Надев на палец обручальное кольцо, Маринка решила, что жизнь удалась и почувствовала себя окончательно счастливой и, в благодарность к осчастливившему её Петеньке, окружила его такой заботой и вниманием, пекла такие пироги и кулебяки и так старалась доставить ему удовольствие в постели, что тот и сам почувствовал себя вполне счастливым и даже перспектива рождения отпрыска стала его постепенно увлекать и радовать.

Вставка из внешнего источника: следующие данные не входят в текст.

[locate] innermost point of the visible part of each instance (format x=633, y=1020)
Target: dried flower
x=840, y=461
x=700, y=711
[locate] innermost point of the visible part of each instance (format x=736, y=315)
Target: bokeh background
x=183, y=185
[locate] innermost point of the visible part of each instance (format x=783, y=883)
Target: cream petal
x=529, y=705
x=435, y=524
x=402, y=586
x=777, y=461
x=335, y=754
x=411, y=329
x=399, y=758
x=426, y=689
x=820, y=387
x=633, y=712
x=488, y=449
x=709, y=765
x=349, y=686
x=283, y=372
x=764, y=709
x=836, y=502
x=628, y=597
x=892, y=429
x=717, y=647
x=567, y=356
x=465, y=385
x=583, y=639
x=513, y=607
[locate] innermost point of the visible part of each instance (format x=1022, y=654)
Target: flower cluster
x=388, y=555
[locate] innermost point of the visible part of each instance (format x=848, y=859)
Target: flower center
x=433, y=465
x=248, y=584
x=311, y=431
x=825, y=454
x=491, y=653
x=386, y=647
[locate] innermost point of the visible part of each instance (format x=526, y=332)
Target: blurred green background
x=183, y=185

Он с неподдельной гордостью сообщил дружкам, коротавшим время в пивной, о скором отцовстве и легко отмахнулся от завистливых насмешек и шуток по этому поводу.
Маринка же так гордилась своей беременностью, что ходила, выпятив живот, хотя он был пока ещё плоским, а талия тонкой.
По выходным молодые вместе ездили на рынок и в детские магазины, выбирали кроватку, коляску и прочие вещи для будущего малыша и никогда не возвращались с пустыми руками. Мать Маринки ворчала, что негоже это – до родов покупать придание для младенца, но молодые на это только смеялись и бежали в спальню, чтобы выразить друг другу свою любовь всеми доступными им способами.
Но Маринкино безоблачное счастье закончилось, едва успев начаться.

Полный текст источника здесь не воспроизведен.